The Global Reporting Initiative (GRI) has urged governments to ask companies to report on their environmental, social and governance (ESG) performance or give reasons for not doing so.
Headquartered in the Netherlands, GRI is a global multi-stakeholder network of business, labour and civil society leaders and its sustainability reporting framework is widely used the world over. Its G3 Guidelines lay down the principles and indicators for reporting on economic, environmental and social performance.
In its Amsterdam Declaration on Transparency and Reporting released last week, the GRI has appealed to governments to put in place policies for companies, state-owned corporations and public investment agencies to report on ESG indicators. Ernst R Ligteringen, chief executive, GRI, adds that companies should either undertake ESG reporting or give reasons for not doing so.
Explaining why GRI is pushing for sustainability reporting during a downturn when the going is anyway tough for most companies, Ligteringen says, “The downturn is the right time for companies to report on ESG because it establishes a business case for sustainability in terms of cutting costs, improving efficiency, mapping risks and opportunities and enhancing the quality of governance.”

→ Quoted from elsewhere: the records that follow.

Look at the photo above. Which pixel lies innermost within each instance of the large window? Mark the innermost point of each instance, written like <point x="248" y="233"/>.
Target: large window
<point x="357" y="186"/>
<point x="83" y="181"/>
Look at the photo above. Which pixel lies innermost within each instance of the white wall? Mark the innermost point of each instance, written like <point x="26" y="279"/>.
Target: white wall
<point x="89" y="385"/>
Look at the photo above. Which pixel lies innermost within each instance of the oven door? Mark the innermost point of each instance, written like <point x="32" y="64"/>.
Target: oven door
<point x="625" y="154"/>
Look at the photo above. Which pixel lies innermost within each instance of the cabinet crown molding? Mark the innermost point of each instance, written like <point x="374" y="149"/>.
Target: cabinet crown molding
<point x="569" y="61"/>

Saying that the lack of transparency in corporate reporting is not serving the interests of all stakeholders, the declaration goes on to add, “The root causes of the current economic crisis would have been moderated by a global transparency and accountability system based on the exercise of due diligence and the public reporting of ESG performance.”
The declaration also calls for building sustainability reporting in the new global financial regulatory framework, which will be negotiated by the G20 leaders during their April meeting. Adds Ligteringen, The governments are already playing a big role in stabilising the economy and this is the time to ensure that its done in a sustainable manner.
In fact, the declaration makes a stronger case by saying that assumptions about the adequacy of voluntary reporting must be re-examined. Explains John Elkington, a director on the board of GRI, “It indicates a necessary shift in our thinking. Most leading company are undertaking CSR and/or sustainability initiatives today, but if all companies don’t do it, then it’s difficult to bring in systemic changes. So, the government’s role is important.” The sustainability expert is also a founding partner of Volans Ventures, a social and environmental innovation firm.
The GRI declaration assumes significance because some countries are already moving in this direction. Last month, the Danish government enacted a law requiring 1,100 largest companies to report on corporate social responsibility in their annual reports from 2010 onwards. The UK has a similar law in existence since 2007. France also requires all listed companies to disclose social and environmental performance since 2001.
The signatories to the declaration included GRI directors like Mervyn King, chair, GRI; Ernst R Ligteringen, of GRI, Kishor A Chaukar, MD, Tata Industries; John Elkington, founding partner, Volans Ventures; Kumi Naidoo, secretary-general, CIVICUS; Denise Esdon, partner, E&Y, and John Evans, general secretary, Trade Union Advisory Committee to the OECD.